Я останавливаюсь в нескольких шагах. Запах раскаленной пыли и горькой полыни душит. Я смотрю на ее профиль. Пресыщенный блеск вернулся в ее глаза. Румянец на щеках не от солнца; это лихорадка падения. Она нашла свою бездну посреди плоской, бескрайней равнины. Она обрела вертикальную ось в горизонтальном мире.
— Пятнадцать секунд, — повторяю я, и мой голос звучит чуждо, сухо, как окружающая трава.
— Он тянет, — шепчет она, наконец, поворачиваясь ко мне. Ее зрачки расширены настолько, что почти поглощают радужку. — Он не издает ни звука, но он тянет. Прямо сюда. — Она касается центра груди, чуть выше грудины.
Я смотрю в темное, идеально круглое жерло колодца. Жар, исходящий от кирпичей, искажает воздух над ним. Я чувствую знакомый, тошнотворный толчок во внутреннем ухе. Паразит за моими глазами шевелится, узнавая родню. Гравитация ствола тянется вверх, невидимая и абсолютная, цепляясь холодными пальцами за мои ребра.
Теперь я понимаю фундаментальную ошибку моей ревности. Я думал, она ищет смерти или острых ощущений от опасности. Но она искала единственное, что делает невыносимый груз сознания терпимым: физическое доказательство нашей собственной хрупкости. Ей было необходимо, чтобы мир напоминал ей, с грубой, физической силой, что она существует, что она — временная конфигурация материи, зависшая над неизбежным распадом. Моя любовь, с ее тихой рутиной и шерстяным пледом, была оскорблением ее биологии. Я предлагал ей безопасность, но она умирала от голода по шторму. Человек не может жить, зная, что он полностью защищен; ему нужно чувствовать дыхание хищника на своей шее, чтобы ценить каждый сделанный вдох.

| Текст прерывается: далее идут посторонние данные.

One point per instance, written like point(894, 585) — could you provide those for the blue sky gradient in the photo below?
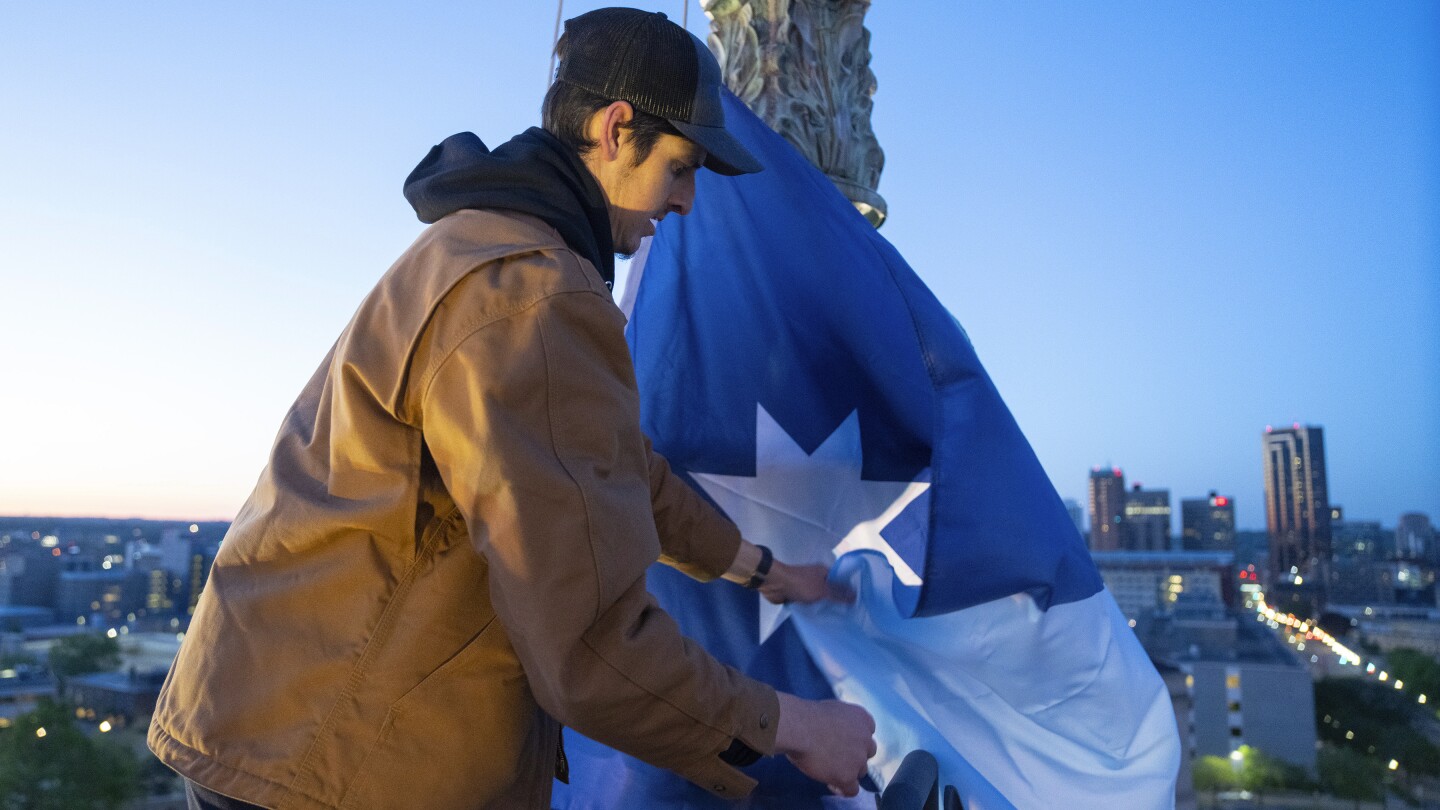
point(1164, 227)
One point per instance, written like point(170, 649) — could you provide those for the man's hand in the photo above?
point(830, 741)
point(801, 584)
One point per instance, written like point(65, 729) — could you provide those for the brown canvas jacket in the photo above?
point(445, 558)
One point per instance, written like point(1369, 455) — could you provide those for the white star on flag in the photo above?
point(811, 508)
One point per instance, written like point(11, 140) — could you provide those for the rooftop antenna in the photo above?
point(555, 39)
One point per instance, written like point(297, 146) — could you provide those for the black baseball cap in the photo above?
point(660, 68)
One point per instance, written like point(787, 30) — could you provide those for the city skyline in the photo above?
point(1162, 228)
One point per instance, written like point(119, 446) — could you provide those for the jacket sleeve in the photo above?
point(533, 423)
point(694, 538)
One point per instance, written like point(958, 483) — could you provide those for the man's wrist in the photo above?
point(762, 568)
point(746, 559)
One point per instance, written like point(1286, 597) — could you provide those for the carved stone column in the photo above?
point(804, 67)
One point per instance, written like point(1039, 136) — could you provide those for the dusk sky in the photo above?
point(1164, 227)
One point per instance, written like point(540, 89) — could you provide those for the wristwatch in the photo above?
point(762, 570)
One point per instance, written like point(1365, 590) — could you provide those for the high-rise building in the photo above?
point(1362, 539)
point(1146, 521)
point(1106, 508)
point(1296, 505)
point(1208, 523)
point(1414, 536)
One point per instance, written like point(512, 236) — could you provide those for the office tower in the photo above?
point(1296, 505)
point(1414, 536)
point(1361, 539)
point(1208, 523)
point(1146, 521)
point(1106, 508)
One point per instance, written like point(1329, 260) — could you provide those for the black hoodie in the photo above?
point(532, 173)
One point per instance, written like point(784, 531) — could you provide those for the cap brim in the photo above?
point(723, 153)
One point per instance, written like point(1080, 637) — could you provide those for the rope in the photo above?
point(555, 39)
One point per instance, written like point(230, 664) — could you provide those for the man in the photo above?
point(444, 559)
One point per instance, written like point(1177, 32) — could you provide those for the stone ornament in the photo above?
point(804, 68)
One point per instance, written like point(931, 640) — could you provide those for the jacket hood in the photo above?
point(532, 173)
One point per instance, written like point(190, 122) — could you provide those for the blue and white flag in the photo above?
point(801, 375)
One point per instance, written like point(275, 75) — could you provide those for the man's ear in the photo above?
point(606, 128)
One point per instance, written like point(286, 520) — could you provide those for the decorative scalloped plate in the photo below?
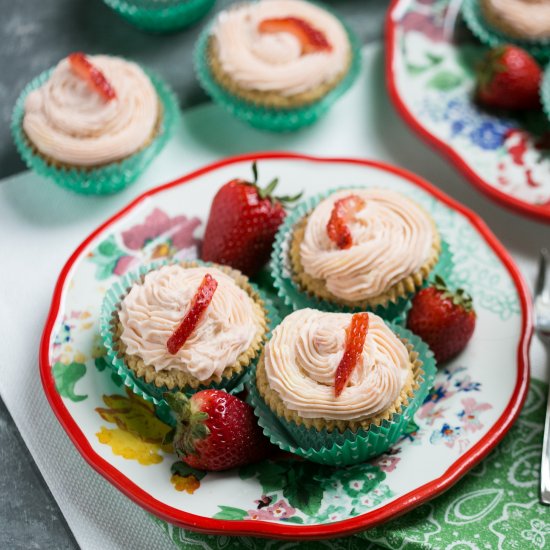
point(474, 401)
point(431, 56)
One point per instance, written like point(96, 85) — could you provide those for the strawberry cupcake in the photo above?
point(525, 23)
point(161, 15)
point(93, 123)
point(183, 327)
point(344, 386)
point(277, 64)
point(355, 249)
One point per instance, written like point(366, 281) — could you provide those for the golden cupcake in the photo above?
point(229, 334)
point(364, 248)
point(298, 375)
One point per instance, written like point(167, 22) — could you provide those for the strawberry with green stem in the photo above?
point(443, 318)
point(216, 431)
point(242, 224)
point(508, 77)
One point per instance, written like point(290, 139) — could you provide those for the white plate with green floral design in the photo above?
point(430, 73)
point(474, 402)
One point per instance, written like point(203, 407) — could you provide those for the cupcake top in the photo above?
point(283, 46)
point(154, 308)
point(519, 18)
point(389, 238)
point(303, 355)
point(67, 120)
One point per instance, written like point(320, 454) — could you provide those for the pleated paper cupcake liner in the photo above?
point(149, 391)
point(161, 17)
point(271, 118)
point(292, 295)
point(489, 35)
point(347, 448)
point(103, 180)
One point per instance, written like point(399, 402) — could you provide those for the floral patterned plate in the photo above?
point(430, 75)
point(474, 402)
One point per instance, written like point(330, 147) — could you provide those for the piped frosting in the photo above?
point(274, 62)
point(153, 309)
point(391, 239)
point(519, 18)
point(304, 352)
point(69, 122)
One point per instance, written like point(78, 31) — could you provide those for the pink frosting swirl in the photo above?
point(392, 237)
point(273, 62)
point(68, 121)
point(522, 18)
point(304, 352)
point(152, 310)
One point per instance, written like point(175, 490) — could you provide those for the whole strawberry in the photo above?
point(216, 431)
point(242, 224)
point(509, 78)
point(445, 320)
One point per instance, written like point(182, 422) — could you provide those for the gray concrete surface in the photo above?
point(34, 35)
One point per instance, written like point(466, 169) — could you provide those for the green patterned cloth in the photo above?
point(494, 506)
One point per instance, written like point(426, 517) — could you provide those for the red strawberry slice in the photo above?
point(311, 39)
point(343, 212)
point(356, 335)
point(92, 75)
point(200, 302)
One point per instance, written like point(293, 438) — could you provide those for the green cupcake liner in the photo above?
point(265, 118)
point(545, 92)
point(103, 180)
point(161, 16)
point(149, 391)
point(295, 298)
point(347, 448)
point(489, 35)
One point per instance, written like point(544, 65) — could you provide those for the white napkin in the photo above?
point(41, 225)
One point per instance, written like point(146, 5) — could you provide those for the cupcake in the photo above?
point(93, 123)
point(277, 64)
point(161, 15)
point(523, 22)
point(359, 249)
point(330, 405)
point(143, 318)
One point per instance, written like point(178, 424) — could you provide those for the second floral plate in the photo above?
point(431, 58)
point(473, 403)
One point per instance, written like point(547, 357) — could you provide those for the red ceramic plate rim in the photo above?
point(540, 213)
point(272, 529)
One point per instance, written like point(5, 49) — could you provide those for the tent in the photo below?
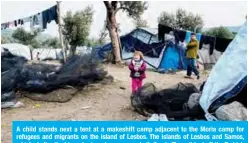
point(157, 54)
point(18, 50)
point(229, 75)
point(46, 53)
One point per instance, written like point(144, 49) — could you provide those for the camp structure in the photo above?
point(228, 78)
point(157, 54)
point(18, 50)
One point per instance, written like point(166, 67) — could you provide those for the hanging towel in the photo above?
point(20, 22)
point(26, 19)
point(49, 15)
point(36, 20)
point(198, 36)
point(188, 36)
point(4, 26)
point(179, 35)
point(15, 23)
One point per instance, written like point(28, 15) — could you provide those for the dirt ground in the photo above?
point(109, 102)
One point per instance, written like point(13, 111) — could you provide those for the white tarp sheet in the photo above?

Я подхожу ближе к краю. Притяжение теперь сильнее, это физическая боль в челюсти, звон в зубах. Я не тянусь к ней, чтобы оттащить прочь. Я не предлагаю моральных истин о ценности жизни или святости наших общих лет. Эти слова принадлежат другому языку, языку, на котором говорят люди, никогда не чувствовавшие, как земля разверзается под ногами и приглашает войти.
Вместо этого я встаю рядом с ней. Я выравниваю свои плечи с ее плечами. Я позволяю сухому горячему ветру давить мне в спину, и я подаюсь вперед, всего на долю дюйма, позволяя фантомной тяжести за моими глазами синхронизироваться с абсолютной, беззвучной гравитацией ствола. Мы стоим там вместе, две хрупкие, временные структуры, разделяя тихую, разрушительную близость падения.